Analog Hall sensors - convert field induction into voltage, the value shown by the sensor depends on the polarity of the field and its strength. But again, you need to consider the distance at which the sensor is installed.

How to identify a faulty ignition coil

The procedure for checking the serviceability of the coil depends on how many ignition coils are in the car. If your car has individual ignition coils, in order to identify the faulty one with a high degree of probability, you can swap the supposedly faulty and known-good coils. If, as a result of this replacement, a spark appears in the cylinder in which there was no spark, and disappears in the other, therefore, the bobbin is truly faulty. In the same way, you can check dual and block coils, but you will have to modify the circuit, which is not always convenient.

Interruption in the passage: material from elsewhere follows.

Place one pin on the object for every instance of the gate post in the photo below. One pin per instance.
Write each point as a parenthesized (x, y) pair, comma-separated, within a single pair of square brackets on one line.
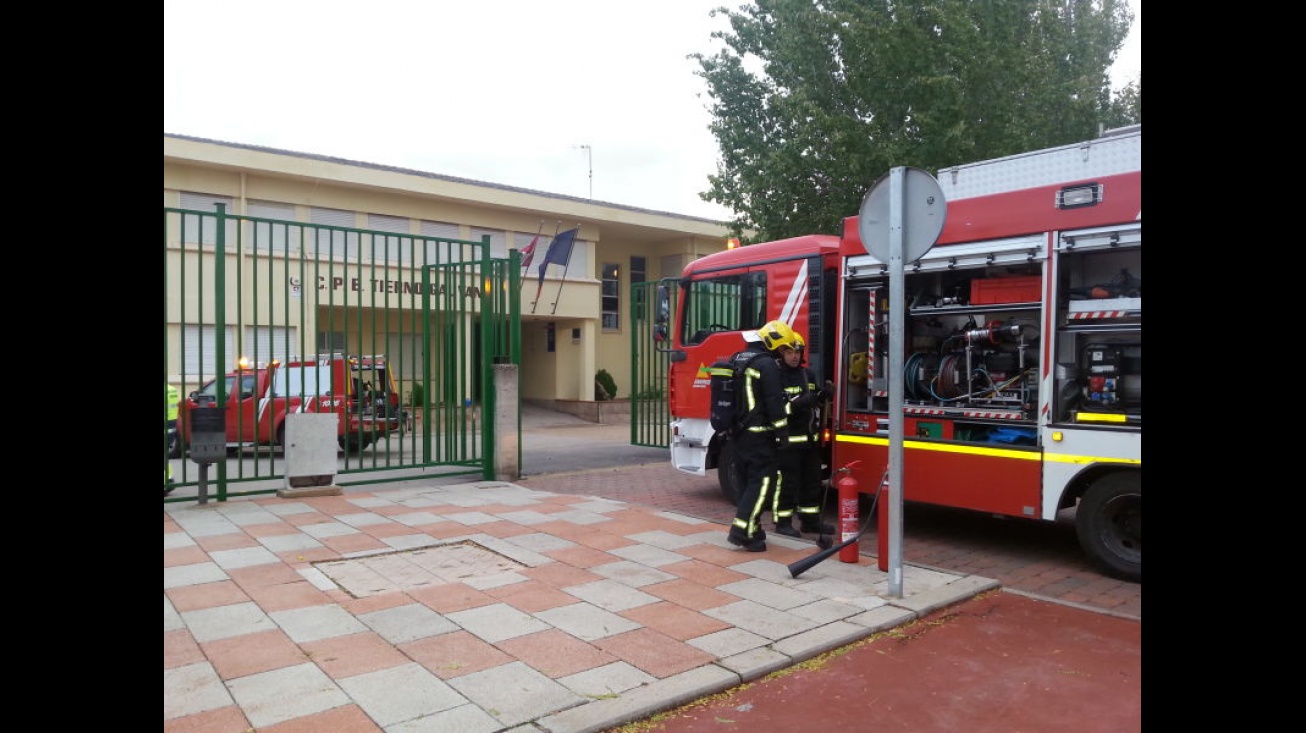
[(507, 421)]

How to determine which ignition coil is not working without making changes to the electrical circuit

To do this, you need to stock up on thick dielectric gloves and a dry rubber mat. The use of only ordinary dielectric gloves is unacceptable: they can withstand a breakdown voltage of 6300 Volts; the voltage applied to the candle is approximately three times higher.

If your car has two or more ignition coils, if one of them malfunctions, the car should start, but struggle a lot. By removing the tips of the high-voltage wires of the spark plugs or connectors from individual coils one by one, the stability of the engine is assessed. If the internal combustion engine has not changed its operation as a result of removing the connector, then there is no spark in this cylinder. If the engine starts to shake even more, or stalls altogether, there is a spark, the bobbin is faulty, or it is not receiving impulses or power.


High voltage arrester

Multimeter

If the car engine does not start at all and does not catch, you can evaluate the serviceability of the coil using the parametric method. For this you will need a multimeter. An ordinary coil like the Zhiguli one can be ringed without difficulty. To do this, first set the multimeter’s measurement limit to the resistance measurement mode of 200 Ohms or “diode, continuity” and measure the resistance between the coil terminals + and K. The resistance should be in the range from 0.2 to 1.0 Ohms. Please note that during measurement at this limit a small error may appear, which will slightly increase the multimeter readings. Then switch the multimeter mode to the limit of 20 kOhm and measure the resistance value of the second winding (between terminal K and the copper tip into which the high-voltage wire is inserted). The resistance should be in the range of 1 kilo ohm to 3 kilo ohms (2000 - 3000 ohms).

It is impossible to check a coil with a built-in pulse amplifier using this method, since the lead of the primary winding is not connected to its terminals. A common malfunction of individual devices is breakdown of the limiting resistor. It is located under the rubber extension of the reel structure, which is easily removed. The resistor should be removed and its resistance measured with a multimeter at a limit of 20 kilo-ohms. It should be between 1 and 3 kilo-ohms.

Megaohmmeter

You can also evaluate the insulation resistance if you have a megohmmeter at your disposal. The insulation resistance (between the copper contact into which the high-voltage spark plug wire is inserted and the housing) must be more than 300 megaohms. This measurement is of an evaluative nature. If the resistance is less, the coil is probably faulty, if the resistance is more, it is probably working, it is impossible to judge more precisely.

A simple three-terminal coil can be checked “by weight”, that is, by assembling a simple circuit. The +12V voltage from the battery is connected to the + terminal, a high-voltage wire is inserted into the connector, and a spark plug is connected to the second terminal. The spark plug body is connected to the metal part of the engine. Next, connect a stranded insulated conductor with a cross-section of 2 sq. mm to contact K. Holding the insulation, briefly touch the metal part of the engine with the other stripped end of the wire. A spark should jump where the engine touches and through the spark plug. In electronic coils, the spark from the spark plug is less intense. You cannot experiment with this method for a long time.

Some specialized service stations have self-made inspection stands. Their use requires special methods.